On 20/10/2022 20:30, František Šumšal wrote:
Hey!
<snip>
I originally reported it to the CentOS Infra tracker [0] but was advised to post it here, since this behavior is, for better or worse, expected, or at least that's how the T2 machines are advertised. Is there anything that can be done to mitigate this? The only available solution would be to move the job back to the metal nodes, but that's going against the original issue (and the metal pool is quite limited anyway).
Well, yes, and it was a known fact : the "Cloud [TM]" is about virtual machines and (normally) not about bare metal options. I was even just happy that we can (ab)use a little bit the fact that AWS support "metal" options, but clearly (as you discovered it) in very limited quantity and availability.

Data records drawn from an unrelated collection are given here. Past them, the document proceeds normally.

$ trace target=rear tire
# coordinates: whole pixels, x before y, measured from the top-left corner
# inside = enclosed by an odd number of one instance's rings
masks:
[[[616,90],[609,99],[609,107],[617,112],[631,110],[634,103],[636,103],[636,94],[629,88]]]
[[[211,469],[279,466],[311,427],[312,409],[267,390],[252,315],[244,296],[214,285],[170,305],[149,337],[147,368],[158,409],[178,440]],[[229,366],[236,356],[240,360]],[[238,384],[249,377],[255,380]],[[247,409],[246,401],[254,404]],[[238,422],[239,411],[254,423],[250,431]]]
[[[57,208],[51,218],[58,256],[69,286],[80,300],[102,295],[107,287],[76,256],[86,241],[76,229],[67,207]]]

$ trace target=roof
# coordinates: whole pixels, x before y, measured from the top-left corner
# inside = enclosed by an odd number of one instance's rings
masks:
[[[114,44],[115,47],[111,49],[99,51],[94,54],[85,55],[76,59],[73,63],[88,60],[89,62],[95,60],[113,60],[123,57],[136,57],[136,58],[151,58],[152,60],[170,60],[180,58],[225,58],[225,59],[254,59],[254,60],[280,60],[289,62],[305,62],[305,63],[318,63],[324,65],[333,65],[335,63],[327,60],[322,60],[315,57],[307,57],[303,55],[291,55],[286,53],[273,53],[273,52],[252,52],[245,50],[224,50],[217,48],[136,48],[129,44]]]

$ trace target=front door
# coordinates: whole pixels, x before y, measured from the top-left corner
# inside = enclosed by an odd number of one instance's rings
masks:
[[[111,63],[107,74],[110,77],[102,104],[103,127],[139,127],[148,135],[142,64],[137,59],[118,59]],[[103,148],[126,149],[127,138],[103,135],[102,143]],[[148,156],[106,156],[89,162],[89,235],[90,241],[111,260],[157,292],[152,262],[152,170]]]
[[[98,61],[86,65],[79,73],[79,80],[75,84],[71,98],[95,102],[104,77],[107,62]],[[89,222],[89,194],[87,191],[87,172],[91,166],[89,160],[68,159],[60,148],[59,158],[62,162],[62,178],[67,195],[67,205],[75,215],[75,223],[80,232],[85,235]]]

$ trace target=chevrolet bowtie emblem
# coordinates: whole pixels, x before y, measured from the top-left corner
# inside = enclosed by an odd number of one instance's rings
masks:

Unfortunately that's the only thing we (or I should say "AWS", which is sponsoring that infra) can offer.
Isn't there a possibility to switch your workflow to avoid trying QEMU binary emulation ? IIRC you wanted to have VM yourself, to be able to troubleshoot through console access, in case something wouldn't come back online. What about you try directly on t2 instance and only trigger another job that would do that, only if it was failing ? (so just looking at that option *when* there is something to debug). I hope that systemd code is sane and so doesn't need someone to troubleshoot issues for each commit/build/test :)